Allowing the Obama administration to destroy our way of life and our country....just so somebody can say, "See?  I told you so!" ??

Are 'you' all insane?

There's a reason Impeachment is written in our laws to remove a cancerous tumor.  It's so the 'cancer' doesn't kill you.

What a lot of you are espousing is no different that some parents with religious beliefs who choose to NOT medicate or seek a doctor's help to save their child...instead putting ALL their faith in "God".

it makes me want to puke.

I am with you 100% on this DC.

I think it is because people don't realize that any of their "models" or historical observations from the past are not relevant.  Comparing the attempted impeachment of Clinton and its resultant fallout to today's situation is an exercise in futility, at best.  The damage that has been done already (most of which has not even surfaced at this point, think ACA & Dodd-Frank), coupled with what is coming over the next two years, can not be compared to any prior regime, even Wilson, FDR, & Johnson.
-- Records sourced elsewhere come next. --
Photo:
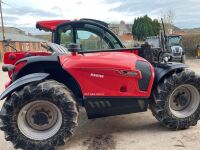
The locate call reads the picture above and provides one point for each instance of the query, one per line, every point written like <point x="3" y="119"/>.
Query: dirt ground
<point x="139" y="131"/>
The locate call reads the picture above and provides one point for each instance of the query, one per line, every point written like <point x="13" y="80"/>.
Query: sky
<point x="25" y="13"/>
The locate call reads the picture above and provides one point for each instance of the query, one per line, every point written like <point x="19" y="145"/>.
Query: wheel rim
<point x="184" y="101"/>
<point x="39" y="120"/>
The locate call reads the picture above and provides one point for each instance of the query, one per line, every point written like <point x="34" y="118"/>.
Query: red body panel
<point x="13" y="57"/>
<point x="99" y="74"/>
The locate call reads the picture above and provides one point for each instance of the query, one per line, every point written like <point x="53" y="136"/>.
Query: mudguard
<point x="162" y="70"/>
<point x="23" y="81"/>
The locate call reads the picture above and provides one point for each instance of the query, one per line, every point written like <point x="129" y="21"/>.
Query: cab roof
<point x="50" y="25"/>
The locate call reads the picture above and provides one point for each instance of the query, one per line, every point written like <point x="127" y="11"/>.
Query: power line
<point x="11" y="6"/>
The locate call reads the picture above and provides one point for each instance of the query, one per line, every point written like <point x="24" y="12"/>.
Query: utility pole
<point x="3" y="31"/>
<point x="2" y="24"/>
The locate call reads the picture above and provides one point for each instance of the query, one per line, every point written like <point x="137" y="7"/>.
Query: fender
<point x="162" y="70"/>
<point x="22" y="82"/>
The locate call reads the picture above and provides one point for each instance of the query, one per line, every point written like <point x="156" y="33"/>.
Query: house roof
<point x="19" y="38"/>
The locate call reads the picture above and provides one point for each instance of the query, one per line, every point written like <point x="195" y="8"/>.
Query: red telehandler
<point x="42" y="99"/>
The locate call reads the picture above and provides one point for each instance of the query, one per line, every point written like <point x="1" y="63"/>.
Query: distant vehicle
<point x="173" y="44"/>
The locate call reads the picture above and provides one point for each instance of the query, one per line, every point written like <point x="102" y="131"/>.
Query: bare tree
<point x="168" y="18"/>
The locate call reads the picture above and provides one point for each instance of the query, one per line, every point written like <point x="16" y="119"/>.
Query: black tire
<point x="163" y="100"/>
<point x="50" y="92"/>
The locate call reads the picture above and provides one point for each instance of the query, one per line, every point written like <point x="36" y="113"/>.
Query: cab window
<point x="90" y="41"/>
<point x="66" y="36"/>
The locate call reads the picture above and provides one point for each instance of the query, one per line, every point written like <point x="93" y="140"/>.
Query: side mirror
<point x="74" y="48"/>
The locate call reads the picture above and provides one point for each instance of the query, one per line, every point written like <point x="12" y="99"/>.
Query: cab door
<point x="90" y="36"/>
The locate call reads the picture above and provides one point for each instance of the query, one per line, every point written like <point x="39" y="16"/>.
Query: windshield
<point x="176" y="40"/>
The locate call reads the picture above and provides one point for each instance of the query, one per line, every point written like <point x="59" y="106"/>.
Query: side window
<point x="90" y="41"/>
<point x="66" y="36"/>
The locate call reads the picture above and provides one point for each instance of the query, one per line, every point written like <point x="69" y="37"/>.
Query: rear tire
<point x="41" y="116"/>
<point x="176" y="101"/>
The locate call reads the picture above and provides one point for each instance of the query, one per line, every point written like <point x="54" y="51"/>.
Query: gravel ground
<point x="127" y="132"/>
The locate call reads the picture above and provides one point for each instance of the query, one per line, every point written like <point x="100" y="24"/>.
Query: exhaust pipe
<point x="8" y="67"/>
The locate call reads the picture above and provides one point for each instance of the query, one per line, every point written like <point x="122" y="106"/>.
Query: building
<point x="19" y="42"/>
<point x="12" y="30"/>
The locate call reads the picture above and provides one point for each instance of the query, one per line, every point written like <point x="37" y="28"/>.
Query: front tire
<point x="40" y="116"/>
<point x="176" y="101"/>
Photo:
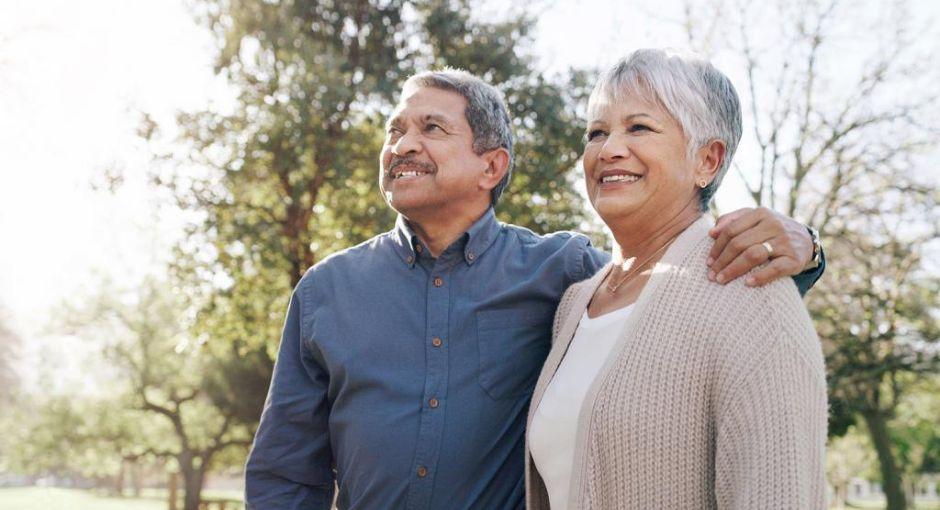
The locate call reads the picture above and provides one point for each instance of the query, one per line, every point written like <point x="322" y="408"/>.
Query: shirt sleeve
<point x="290" y="464"/>
<point x="807" y="279"/>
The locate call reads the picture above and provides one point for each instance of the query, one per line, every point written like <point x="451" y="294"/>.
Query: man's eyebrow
<point x="434" y="117"/>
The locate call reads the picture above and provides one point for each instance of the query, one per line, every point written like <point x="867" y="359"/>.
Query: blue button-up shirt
<point x="406" y="379"/>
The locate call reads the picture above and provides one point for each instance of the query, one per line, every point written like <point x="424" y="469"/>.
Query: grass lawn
<point x="41" y="498"/>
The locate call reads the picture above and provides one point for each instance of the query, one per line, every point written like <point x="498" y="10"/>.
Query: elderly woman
<point x="664" y="390"/>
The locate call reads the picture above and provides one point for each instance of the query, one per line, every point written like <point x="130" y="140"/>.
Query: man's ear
<point x="497" y="164"/>
<point x="709" y="160"/>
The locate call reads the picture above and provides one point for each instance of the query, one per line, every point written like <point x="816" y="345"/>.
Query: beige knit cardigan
<point x="713" y="396"/>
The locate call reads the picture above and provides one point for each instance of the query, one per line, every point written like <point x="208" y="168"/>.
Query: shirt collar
<point x="479" y="237"/>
It is insanity, but not many people can realize at the moment.  It is akin to allowing a mass murderer to continue to wreak havoc and slaughter more and more of your citizens every month, and standing on the sidelines saying, "Look, he is wearing his uniform so everyone will know who is perpetrating this slaughter and no one will "like" his team for many many years!!"   Golly gee, ain't that freakin' fantastic!!!  Delusional is the kindest term I can use.

SMH (and puking right alongside of you, just don't get any on my shoes, there are new!!)